COVID-19 / Recent Business Impact:

  1. Do you anticipate closing any more manufacturing facilities due to business interruptions from the COVID-19 pandemic?

    • We are not currently planning on any further temporary suspension of production, but are continuously monitoring the situation on a plant-by-plant basis to ensure the safety of our team members. Any further closures will be consistent with government mandates or due to customer closures.
  2. What is your minimum required debt payment for this fiscal year?

    • Lippert has no significant debt maturities until 2022, and we remain in compliance with our loan covenants.

  3. What does your current liquidity look like in terms of cash on-hand and credit facility availability?

    • We maintain a strong financial position supported by ample liquidity, with a current net debt position of approximately $730 million, with a cash balance of $63 million as of March 31, 2021.

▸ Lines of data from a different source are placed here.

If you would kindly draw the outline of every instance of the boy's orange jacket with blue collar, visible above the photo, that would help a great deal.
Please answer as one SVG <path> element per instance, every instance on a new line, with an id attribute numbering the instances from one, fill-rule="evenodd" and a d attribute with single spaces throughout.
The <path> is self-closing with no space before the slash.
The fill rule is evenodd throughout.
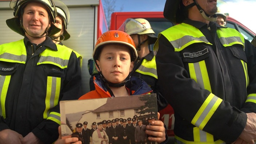
<path id="1" fill-rule="evenodd" d="M 99 99 L 111 97 L 100 75 L 94 76 L 94 85 L 95 90 L 84 94 L 79 99 Z M 131 79 L 125 84 L 125 87 L 130 95 L 145 95 L 152 92 L 152 89 L 148 87 L 145 81 L 133 76 L 131 76 Z"/>

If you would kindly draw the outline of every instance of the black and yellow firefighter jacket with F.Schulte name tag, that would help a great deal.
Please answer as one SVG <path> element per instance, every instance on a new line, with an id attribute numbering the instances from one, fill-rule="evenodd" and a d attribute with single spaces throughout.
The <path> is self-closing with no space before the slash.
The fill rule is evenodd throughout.
<path id="1" fill-rule="evenodd" d="M 154 45 L 177 143 L 232 143 L 256 112 L 256 49 L 235 29 L 185 20 Z"/>

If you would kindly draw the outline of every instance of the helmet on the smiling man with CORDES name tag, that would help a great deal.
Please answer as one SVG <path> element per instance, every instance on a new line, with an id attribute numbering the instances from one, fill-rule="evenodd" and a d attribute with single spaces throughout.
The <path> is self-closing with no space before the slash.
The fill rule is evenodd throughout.
<path id="1" fill-rule="evenodd" d="M 28 3 L 35 2 L 35 3 L 41 3 L 45 5 L 47 8 L 49 19 L 55 23 L 55 18 L 57 16 L 56 7 L 51 0 L 51 3 L 48 0 L 11 0 L 10 2 L 10 8 L 14 9 L 13 17 L 12 19 L 6 20 L 6 24 L 9 28 L 11 28 L 13 31 L 19 33 L 20 35 L 25 35 L 25 31 L 23 29 L 22 23 L 20 22 L 20 17 L 23 14 L 22 9 L 25 5 Z M 55 33 L 59 32 L 61 29 L 58 29 L 56 27 L 51 27 L 49 31 L 53 31 Z"/>

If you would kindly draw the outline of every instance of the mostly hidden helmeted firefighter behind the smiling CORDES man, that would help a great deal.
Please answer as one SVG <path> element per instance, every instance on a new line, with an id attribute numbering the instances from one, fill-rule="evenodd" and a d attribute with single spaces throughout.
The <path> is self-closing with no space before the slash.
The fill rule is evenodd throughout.
<path id="1" fill-rule="evenodd" d="M 60 0 L 53 0 L 56 10 L 57 10 L 57 17 L 54 26 L 61 29 L 60 32 L 52 34 L 49 33 L 53 43 L 63 45 L 63 40 L 68 40 L 70 35 L 67 31 L 67 26 L 69 23 L 69 10 L 68 7 Z M 73 50 L 76 53 L 76 56 L 80 62 L 80 67 L 82 67 L 82 56 Z"/>

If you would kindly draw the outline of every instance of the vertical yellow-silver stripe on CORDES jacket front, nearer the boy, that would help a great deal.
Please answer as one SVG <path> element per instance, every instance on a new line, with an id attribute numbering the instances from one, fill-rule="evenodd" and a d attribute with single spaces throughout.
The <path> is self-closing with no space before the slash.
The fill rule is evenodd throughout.
<path id="1" fill-rule="evenodd" d="M 60 96 L 60 77 L 47 77 L 47 90 L 45 97 L 44 119 L 47 119 L 50 109 L 58 104 Z"/>

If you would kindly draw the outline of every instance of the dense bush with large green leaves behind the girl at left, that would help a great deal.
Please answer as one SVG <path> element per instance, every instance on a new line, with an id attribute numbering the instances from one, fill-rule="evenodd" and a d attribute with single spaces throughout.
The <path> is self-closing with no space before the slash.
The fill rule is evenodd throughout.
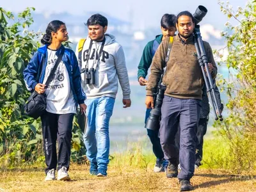
<path id="1" fill-rule="evenodd" d="M 40 118 L 24 115 L 24 104 L 29 97 L 23 81 L 23 70 L 33 53 L 40 47 L 40 33 L 29 31 L 33 24 L 31 11 L 26 8 L 17 15 L 0 8 L 0 163 L 6 166 L 22 162 L 44 161 Z M 10 24 L 12 23 L 12 24 Z M 66 43 L 65 46 L 68 46 Z M 72 138 L 72 159 L 82 160 L 81 131 L 75 123 Z M 39 158 L 40 157 L 40 158 Z"/>

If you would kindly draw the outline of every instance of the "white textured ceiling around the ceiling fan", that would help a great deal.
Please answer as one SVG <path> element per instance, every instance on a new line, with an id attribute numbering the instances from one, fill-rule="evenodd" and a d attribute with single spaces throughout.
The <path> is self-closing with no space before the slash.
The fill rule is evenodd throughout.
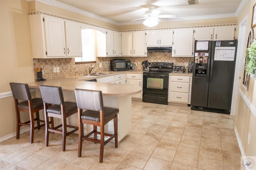
<path id="1" fill-rule="evenodd" d="M 177 18 L 220 18 L 237 16 L 237 10 L 246 0 L 197 0 L 189 5 L 187 0 L 40 0 L 78 8 L 118 24 L 142 18 L 147 6 L 154 5 L 161 15 L 176 15 Z M 161 19 L 165 20 L 166 19 Z M 137 21 L 138 22 L 143 22 Z"/>

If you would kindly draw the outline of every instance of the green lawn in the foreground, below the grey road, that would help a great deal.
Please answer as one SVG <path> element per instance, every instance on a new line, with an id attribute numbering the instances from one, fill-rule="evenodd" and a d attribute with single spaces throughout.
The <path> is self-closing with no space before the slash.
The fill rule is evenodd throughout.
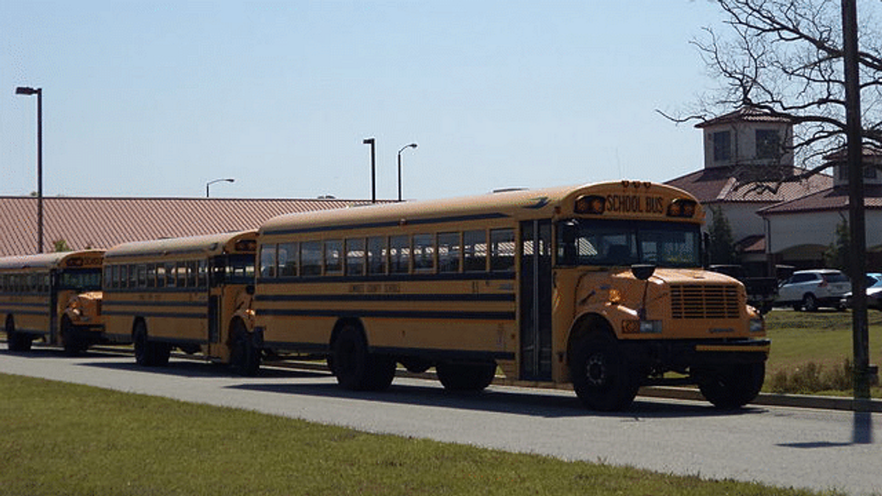
<path id="1" fill-rule="evenodd" d="M 3 374 L 0 398 L 4 496 L 818 494 L 367 434 Z"/>

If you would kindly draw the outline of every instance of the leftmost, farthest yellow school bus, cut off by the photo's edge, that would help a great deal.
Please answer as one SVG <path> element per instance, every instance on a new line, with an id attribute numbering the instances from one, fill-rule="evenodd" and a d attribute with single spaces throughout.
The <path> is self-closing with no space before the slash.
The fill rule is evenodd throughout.
<path id="1" fill-rule="evenodd" d="M 34 340 L 77 354 L 101 341 L 103 250 L 0 258 L 0 315 L 11 351 L 27 351 Z M 81 302 L 69 305 L 72 300 Z"/>

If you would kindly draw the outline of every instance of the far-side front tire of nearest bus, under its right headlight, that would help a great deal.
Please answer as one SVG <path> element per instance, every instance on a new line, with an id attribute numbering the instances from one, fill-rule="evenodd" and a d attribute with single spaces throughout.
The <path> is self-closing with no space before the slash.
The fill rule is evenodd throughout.
<path id="1" fill-rule="evenodd" d="M 752 402 L 766 379 L 766 364 L 736 364 L 699 372 L 699 390 L 721 410 L 736 410 Z"/>

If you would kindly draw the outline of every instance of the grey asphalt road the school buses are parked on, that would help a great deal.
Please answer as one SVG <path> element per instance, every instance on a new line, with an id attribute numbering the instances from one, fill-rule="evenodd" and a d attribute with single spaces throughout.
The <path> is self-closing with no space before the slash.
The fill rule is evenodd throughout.
<path id="1" fill-rule="evenodd" d="M 0 344 L 0 372 L 188 402 L 258 410 L 361 431 L 632 465 L 663 473 L 882 494 L 882 414 L 751 407 L 639 397 L 632 410 L 583 410 L 566 391 L 492 386 L 453 395 L 435 381 L 396 378 L 384 393 L 340 389 L 324 372 L 264 369 L 235 377 L 172 358 L 146 369 L 132 357 L 64 357 Z"/>

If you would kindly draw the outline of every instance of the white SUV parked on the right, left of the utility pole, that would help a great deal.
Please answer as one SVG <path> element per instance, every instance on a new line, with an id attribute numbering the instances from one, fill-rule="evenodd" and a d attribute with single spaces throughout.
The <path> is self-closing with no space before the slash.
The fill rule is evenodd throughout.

    • As of March 31, 2021, we had outstanding borrowings of approximately $455 million under our existing revolving credit facility, and remaining availability of approximately $142 million under that same facility.

  4. What levers are you able to pull to reduce operating costs and preserve margins in a downturn?

    • We have pursued several actions to manage our current operating costs and generate additional efficiencies, including the following:

    • Material Costs: We are engaging in ongoing discussions with customers and vendors to determine pricing and input cost adjustments where possible.

    • Labor and Overhead Costs: We are evaluating further steps to right-size our workforce to match current demand levels and resumed production at most of our plants starting in early May. We also temporarily reduced compensation for our Executive Leadership Team and Board of Directors and reviewed other salaried personnel costs. Since the recovery in retail demand following the shutdowns early in the second quarter, most of these cost reduction measures have been reversed, yet we remain disciplined with our labor and overhead spend.

    • Working Capital Management: We closely monitored inventories and implemented aggressive strategies around working capital management to preserve our cash flow generation. Many of these working capital management measures continue currently following the rebound in retail demand experienced following the initial COVID-related shutdowns.

  5. What are your maintenance capital expenditure requirements?

    • Our annual maintenance capital expenditure requirements within a normal operating environment typically range between $25 to $30 million. We are currently evaluating these requirements to defer maintenance capital expenditure where possible.

  6. How does your business strategy change in a downturn?

    • Our business strategy does not change during a downturn. Our diversification strategy not only remains the same during a slowdown but is also a strong competitive differentiator for our business.

    • Lippert has historically gained market share during downturns due to underperformance by key competitors.

    • Our leadership team has been together more than 20 years and has a proven ability to navigate challenging operating environments, such as September 11th and the 2008 great recession. In those times, we emerged faster and stronger than our supply side peers.

  7. Are you still planning on pursuing acquisitions in the near-term?

    • Our view towards acquisitions remains unchanged, but considering the current operating environment, we are more focused on preserving cash, paying down debt, and realizing synergies from our most recent acquisitions in the near-term.

  8. Do you have any anticipated changes to your quarterly cash dividend policy?

    • We have not made any changes to our stated quarterly cash dividend policy. Our Board of Directors continually evaluates our capital allocation priorities.